Madhava Bhat is pioneering Carnatic music whistling in the State

Some trends are indeed amusing. If someone whistled at others, it would be scorned at. When it comes to films, people would enthusiastically join in the whistling — think Ye shaam masatani's unforgettable tune by Kishore Kumar. Now how about somebody sitting on a serious platform of Carnatic music, surrounded by the traditional accompaniments like the mridanga, violin and morsing, whistling Natta raga at a kutcheri?

In the last two decades, a handful of Carnatic whistling artistes have stormed the classical music scene in Hyderabad, Chennai and New Delhi.

“If you bring music in your whistling, it is pleasant. If you mould it to suit a classical genre, the effort behind the presentation is appreciated,” says Carnatic whistle artiste C.N. Madhava Bhat of Sagar.

Mr. Bhat, the only serious such artiste in the State, was overwhelmed with the thundering response he received at the BTM Cultural Academy's Aradhana Sapthaha concert here last week. Nearly 90 minutes into his performance, which included whistling in Kalyana-Vasantha, Sindhubhairavi and Bageshri ragas, handling kritis and swara prasthara, he hadn't taken a drop of water.

Intense training

Intense vocal training from his father Narahari Bhat helped him, Mr. Bhat says. “I am basically a farmer, we own arecanut farms in Sagar, and whistling was a passion. The more people appreciated my whistling, the more determined I was to take it up in Carnatic style.”

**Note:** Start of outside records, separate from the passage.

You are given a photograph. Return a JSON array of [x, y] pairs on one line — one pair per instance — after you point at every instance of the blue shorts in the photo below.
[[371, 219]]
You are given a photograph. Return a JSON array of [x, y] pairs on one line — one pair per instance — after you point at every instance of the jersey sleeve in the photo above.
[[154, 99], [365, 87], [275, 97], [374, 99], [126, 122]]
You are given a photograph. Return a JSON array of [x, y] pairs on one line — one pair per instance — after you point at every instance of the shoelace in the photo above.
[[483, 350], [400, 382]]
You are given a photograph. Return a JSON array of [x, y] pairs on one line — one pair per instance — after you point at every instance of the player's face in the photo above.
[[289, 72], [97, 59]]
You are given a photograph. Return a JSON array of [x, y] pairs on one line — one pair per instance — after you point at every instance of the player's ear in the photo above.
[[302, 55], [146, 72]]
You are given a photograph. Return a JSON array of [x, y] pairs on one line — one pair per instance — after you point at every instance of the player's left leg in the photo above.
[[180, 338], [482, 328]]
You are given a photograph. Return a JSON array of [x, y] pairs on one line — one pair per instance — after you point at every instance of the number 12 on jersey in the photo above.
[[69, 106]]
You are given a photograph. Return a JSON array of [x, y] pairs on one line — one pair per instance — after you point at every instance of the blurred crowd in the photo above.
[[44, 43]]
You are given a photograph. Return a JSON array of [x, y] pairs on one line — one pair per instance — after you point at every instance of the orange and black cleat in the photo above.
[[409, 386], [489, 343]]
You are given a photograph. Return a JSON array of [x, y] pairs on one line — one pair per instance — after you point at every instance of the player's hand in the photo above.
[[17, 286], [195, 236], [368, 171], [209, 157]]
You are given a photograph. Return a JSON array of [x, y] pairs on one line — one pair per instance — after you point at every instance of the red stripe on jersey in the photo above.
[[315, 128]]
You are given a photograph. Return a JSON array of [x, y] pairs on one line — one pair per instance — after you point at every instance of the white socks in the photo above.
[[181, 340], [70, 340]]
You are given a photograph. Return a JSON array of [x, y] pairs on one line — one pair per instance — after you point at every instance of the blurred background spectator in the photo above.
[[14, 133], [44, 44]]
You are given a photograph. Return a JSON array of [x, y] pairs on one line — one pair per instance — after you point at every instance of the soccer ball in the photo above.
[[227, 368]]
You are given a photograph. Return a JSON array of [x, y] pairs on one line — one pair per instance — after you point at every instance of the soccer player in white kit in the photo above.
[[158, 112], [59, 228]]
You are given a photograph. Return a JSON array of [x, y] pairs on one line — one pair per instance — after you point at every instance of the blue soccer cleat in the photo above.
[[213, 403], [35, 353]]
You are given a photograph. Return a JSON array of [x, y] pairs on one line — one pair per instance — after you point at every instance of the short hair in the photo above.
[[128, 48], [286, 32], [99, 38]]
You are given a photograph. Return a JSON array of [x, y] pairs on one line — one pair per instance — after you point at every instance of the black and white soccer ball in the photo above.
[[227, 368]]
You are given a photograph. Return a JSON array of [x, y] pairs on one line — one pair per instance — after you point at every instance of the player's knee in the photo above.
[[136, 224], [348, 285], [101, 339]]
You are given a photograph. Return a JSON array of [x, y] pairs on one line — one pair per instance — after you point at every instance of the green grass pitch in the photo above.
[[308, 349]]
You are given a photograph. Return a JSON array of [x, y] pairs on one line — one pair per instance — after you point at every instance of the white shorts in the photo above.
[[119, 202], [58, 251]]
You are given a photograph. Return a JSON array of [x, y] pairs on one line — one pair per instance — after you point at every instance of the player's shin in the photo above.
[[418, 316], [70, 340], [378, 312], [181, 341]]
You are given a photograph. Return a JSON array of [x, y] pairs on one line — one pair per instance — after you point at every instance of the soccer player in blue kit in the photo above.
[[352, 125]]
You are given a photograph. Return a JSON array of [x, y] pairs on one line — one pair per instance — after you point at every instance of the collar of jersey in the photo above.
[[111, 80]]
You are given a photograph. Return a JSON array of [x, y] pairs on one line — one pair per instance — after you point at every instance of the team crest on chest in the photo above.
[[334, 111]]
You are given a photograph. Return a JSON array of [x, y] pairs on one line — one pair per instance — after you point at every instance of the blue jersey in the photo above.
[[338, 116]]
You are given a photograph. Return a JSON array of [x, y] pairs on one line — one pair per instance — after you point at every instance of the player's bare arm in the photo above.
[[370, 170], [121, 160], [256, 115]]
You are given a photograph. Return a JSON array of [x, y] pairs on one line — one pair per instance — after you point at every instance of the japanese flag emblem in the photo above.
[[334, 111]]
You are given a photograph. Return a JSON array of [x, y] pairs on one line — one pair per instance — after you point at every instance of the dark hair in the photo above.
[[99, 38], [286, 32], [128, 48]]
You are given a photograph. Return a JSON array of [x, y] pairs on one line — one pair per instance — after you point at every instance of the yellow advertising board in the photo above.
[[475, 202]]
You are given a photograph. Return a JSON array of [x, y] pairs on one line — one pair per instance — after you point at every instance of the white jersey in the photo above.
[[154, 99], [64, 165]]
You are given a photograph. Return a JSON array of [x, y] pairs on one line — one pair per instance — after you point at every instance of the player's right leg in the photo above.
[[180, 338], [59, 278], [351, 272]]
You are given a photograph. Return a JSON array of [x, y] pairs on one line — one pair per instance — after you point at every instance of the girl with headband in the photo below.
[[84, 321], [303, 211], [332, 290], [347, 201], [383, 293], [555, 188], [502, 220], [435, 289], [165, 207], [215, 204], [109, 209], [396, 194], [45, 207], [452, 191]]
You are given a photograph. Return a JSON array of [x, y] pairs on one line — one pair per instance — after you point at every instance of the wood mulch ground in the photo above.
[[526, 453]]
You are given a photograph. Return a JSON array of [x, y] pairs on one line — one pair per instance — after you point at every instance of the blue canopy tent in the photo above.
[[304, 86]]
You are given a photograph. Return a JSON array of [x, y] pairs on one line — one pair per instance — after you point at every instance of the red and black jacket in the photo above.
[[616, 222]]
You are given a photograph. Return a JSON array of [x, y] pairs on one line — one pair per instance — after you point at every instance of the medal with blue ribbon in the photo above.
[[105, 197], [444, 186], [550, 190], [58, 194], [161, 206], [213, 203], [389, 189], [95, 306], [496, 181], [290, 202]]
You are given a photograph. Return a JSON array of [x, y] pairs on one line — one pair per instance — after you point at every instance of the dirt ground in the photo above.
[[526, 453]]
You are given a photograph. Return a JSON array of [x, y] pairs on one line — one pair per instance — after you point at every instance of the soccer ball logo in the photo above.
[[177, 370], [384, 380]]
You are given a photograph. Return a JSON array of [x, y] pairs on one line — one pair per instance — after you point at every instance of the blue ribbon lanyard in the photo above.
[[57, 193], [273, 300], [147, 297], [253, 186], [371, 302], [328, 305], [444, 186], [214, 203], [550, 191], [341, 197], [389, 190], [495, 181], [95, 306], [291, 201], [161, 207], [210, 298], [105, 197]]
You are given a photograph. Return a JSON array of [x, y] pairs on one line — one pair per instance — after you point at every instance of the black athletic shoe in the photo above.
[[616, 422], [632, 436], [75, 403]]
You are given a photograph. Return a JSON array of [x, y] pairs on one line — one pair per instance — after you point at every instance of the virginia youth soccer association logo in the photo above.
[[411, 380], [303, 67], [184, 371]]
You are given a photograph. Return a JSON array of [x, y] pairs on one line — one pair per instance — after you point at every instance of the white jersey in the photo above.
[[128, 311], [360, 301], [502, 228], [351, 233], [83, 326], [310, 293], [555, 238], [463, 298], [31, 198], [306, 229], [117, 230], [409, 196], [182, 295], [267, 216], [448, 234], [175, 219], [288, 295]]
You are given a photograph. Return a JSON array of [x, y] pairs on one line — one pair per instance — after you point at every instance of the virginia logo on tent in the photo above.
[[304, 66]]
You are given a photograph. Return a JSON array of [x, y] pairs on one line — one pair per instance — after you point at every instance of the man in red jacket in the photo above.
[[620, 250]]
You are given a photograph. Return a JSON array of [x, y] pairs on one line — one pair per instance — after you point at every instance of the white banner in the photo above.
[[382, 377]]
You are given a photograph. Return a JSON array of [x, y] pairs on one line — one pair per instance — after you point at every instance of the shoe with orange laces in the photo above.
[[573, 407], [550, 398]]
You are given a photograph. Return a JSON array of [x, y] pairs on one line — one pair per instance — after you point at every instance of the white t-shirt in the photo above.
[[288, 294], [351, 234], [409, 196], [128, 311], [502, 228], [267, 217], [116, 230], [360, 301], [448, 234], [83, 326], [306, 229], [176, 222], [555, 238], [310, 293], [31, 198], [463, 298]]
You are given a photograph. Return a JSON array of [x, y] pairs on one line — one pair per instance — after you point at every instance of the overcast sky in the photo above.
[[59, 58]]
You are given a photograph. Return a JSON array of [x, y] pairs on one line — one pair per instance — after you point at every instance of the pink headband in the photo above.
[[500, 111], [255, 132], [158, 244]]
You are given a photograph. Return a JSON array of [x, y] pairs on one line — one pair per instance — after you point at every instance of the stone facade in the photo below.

It took hard work to perfect the art. “It took me rigorous sessions of practice to adapt to the lyrical bhava, as trial and error sessions with lip and tongue movements and inhale-exhale exercises improved my oral duplication week after week in whistling. When I was 12, I even participated in a Tyagaraja Aradhane in Sagar,” he says.

Vocal and whistle

Mr. Bhat, who trained under R.K. Padmanabha too, often alternates between vocal and whistling in his concerts. “After I learn a kriti or a raga from RKP, I practice the same in whistling too,” the artiste says.

“Breath control in conjunction with tongue and lip movement is paramount, as it doesn't stop with just blowing; your mouth is occupied for raaga and sahitya bhava and for the right kind of pitch. Only the maadhurya is like flute, but it involves much more as we have to sustain long notes, bring in gamakas and brigas, and maintain continuity for hours,” he says.

Well-received

Did his parents approve of his whistling? “I have never seen any displeasure in them. In about 300 concerts that I have performed, Udupi Krishna Math and Temple and Shringeri Math are places where I have received appreciation from the seers quite regularly.”